Additional Considerations
- Security: The trust mechanism exists to protect against malicious
CLAUDE.mdfiles in untrusted repos. A permanent trust list still preserves this safety — it just remembers the user's explicit decision rather than asking repeatedly. - Revocation: Users should be able to un-trust a directory by either:
- Removing it from
trustedDirectoriesin settings - A CLI command like
claude --untrust . - Scope: Trust could optionally be recursive (trusting
/Users/username/workalso trusts all subdirectories) or exact-match only, based on user preference. - Discoverability: The
--dangerously-skip-permissionsflag exists but is too broad — it skips all safety checks, not just the trust prompt.
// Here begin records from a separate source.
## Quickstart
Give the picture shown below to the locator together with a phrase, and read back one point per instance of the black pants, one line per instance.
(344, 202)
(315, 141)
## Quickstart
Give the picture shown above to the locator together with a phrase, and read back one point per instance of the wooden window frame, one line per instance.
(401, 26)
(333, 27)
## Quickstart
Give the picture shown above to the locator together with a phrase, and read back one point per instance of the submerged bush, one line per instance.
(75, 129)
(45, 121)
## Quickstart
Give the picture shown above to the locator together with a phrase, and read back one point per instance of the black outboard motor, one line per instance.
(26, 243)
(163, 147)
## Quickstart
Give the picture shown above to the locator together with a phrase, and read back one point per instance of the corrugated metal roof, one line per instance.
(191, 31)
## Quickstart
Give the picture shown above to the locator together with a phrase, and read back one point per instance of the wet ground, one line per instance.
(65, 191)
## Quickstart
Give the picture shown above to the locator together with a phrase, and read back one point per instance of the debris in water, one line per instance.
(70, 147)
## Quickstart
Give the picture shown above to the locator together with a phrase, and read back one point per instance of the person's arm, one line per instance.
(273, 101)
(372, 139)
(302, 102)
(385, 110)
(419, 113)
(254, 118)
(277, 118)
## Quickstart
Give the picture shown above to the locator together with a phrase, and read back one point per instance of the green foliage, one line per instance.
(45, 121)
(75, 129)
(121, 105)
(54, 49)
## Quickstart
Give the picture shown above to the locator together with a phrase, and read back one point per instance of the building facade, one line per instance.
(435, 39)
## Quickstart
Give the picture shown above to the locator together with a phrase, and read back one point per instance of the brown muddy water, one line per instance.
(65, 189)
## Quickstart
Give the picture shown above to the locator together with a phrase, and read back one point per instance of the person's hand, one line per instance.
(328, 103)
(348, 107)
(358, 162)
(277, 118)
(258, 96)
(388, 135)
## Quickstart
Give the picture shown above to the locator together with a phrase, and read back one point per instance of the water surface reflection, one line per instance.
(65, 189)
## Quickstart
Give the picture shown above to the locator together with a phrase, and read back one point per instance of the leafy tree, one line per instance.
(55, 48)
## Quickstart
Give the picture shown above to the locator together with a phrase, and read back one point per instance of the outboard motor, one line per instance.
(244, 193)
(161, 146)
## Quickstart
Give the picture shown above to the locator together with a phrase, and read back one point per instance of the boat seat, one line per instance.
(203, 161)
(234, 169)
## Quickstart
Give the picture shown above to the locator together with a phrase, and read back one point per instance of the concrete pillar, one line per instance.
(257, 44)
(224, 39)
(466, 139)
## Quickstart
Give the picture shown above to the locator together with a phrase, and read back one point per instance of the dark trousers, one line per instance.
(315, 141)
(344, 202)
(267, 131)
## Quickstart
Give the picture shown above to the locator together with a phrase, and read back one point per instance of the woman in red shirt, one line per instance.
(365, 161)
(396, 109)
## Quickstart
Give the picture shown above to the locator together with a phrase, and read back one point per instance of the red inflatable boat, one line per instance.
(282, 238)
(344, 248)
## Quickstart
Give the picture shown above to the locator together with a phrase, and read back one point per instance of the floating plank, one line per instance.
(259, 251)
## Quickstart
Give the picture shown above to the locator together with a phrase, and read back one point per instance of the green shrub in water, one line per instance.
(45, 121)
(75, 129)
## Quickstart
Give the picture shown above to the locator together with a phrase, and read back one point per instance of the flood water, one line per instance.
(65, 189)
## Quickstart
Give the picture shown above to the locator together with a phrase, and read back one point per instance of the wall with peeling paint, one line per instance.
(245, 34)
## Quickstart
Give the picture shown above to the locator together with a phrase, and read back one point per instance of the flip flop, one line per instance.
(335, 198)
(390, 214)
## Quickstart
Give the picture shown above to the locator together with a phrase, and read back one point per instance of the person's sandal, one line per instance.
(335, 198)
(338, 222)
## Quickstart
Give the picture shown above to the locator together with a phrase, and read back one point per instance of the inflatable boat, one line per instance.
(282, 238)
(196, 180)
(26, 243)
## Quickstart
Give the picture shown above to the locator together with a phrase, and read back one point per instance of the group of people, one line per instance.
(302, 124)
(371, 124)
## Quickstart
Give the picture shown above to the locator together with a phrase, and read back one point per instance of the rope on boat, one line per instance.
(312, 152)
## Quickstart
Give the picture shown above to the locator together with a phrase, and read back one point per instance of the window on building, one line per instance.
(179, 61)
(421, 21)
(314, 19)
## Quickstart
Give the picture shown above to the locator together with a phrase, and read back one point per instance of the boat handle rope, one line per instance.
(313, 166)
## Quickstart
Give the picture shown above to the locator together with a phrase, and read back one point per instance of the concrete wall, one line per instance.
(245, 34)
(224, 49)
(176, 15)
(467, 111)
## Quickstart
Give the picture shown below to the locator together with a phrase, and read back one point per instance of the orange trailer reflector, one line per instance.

A scoped solution is needed.
Environment
- OS: macOS / Linux / Windows (affects all platforms)
- Claude Code: All versions with the trust prompt
Impact
This is a quality-of-life improvement that affects every user on every session. For users who launch Claude Code multiple times a day in the same project directories, this adds up to significant friction with zero security benefit after the first confirmation.